U.S. Xpress Enterprises Inc., Chattanooga, Tenn., has reported that operating revenue for the third quarter ended Sept. 30, 2002, increased 6.1% to $220.1 million compared with $207.5 million for the quarter ended Sept. 30, 2001.
For the nine months ended Sept. 30, 2002, revenues increased 6.1% to $632.9 million from $596.5 million in the prior-year period.
U.S. Xpress Enterprises Inc. is the fifth-largest publicly owned truckload carrier in the United States. The company provides regional, dedicated and expedited truckload services throughout North America.
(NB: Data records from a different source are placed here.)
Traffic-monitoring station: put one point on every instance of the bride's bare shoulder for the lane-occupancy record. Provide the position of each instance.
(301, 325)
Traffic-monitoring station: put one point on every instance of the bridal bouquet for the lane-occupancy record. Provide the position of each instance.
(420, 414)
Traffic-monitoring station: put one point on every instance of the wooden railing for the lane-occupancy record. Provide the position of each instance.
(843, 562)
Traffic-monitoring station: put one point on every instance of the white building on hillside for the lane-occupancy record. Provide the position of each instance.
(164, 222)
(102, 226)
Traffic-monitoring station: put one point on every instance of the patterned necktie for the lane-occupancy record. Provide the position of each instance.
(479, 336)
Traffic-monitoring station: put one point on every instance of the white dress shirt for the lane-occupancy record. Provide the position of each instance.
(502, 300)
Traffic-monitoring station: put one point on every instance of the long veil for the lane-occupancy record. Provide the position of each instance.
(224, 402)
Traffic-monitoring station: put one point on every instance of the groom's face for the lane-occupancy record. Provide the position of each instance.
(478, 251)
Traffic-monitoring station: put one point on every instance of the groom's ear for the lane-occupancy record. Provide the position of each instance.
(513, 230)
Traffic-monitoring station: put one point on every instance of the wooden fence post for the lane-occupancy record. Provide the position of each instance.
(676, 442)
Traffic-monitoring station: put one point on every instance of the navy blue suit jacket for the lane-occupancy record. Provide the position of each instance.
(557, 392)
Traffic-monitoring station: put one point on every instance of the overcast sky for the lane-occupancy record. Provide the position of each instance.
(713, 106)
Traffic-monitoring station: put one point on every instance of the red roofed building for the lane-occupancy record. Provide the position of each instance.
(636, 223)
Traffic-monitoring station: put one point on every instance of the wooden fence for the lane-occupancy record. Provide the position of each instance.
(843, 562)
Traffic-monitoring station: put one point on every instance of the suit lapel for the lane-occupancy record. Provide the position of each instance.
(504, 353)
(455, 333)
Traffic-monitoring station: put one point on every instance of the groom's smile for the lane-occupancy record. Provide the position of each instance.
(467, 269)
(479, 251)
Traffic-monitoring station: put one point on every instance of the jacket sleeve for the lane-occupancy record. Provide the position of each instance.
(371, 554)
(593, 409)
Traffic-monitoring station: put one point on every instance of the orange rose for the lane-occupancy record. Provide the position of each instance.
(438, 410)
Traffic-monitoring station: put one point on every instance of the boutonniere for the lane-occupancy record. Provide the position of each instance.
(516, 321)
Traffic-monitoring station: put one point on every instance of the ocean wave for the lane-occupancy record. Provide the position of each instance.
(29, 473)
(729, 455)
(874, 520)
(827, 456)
The company reported net income of $1.1 million, or $0.08 per common share (diluted) for the quarter compared with net income of $304,000, or $0.02 per common share (diluted) for the prior-year period. For the first nine months of 2002, the company reported net income of $1.7 million, or $0.12 per share, before a $1.1 million extraordinary item for the early extinguishment of debt, compared with a net loss of $529,000, or $0.04 per share, for the prior-year period.
Giving effect to the extraordinary item, the company reported net income of $577,000, or $0.04 per share, for the first nine months of 2002.
Patrick Quinn, co-chairman, said, "We are encouraged with the trend of year over year improvements in revenues and operating income generated in each quarter of 2002 in both U.S. Xpress truckload and CSI/Crown operations. Excluding the effect of fuel surcharges, our truckload revenues for the third quarter increased 5.5% driven by a 2.7% increase in average revenue per tractor per week and a 1.7% increase in the average tractor fleet. Operating income in our truckload operations increased 18.1% to $5.8 million, despite the negative impact of steadily rising fuel prices which adversely impacted our truckload operating income by over $600,000, or $0.02 per share, compared to the third quarter of 2001."
Max Fuller, co-chairman, added, "Despite the progress we are making on increasing operating efficiencies, we still have much room for improvement in each of our operating segments. Our primary goal for the balance of the year and 2003 will be to translate ongoing initiatives to increase margins within each of our operating segments into improved earnings performance."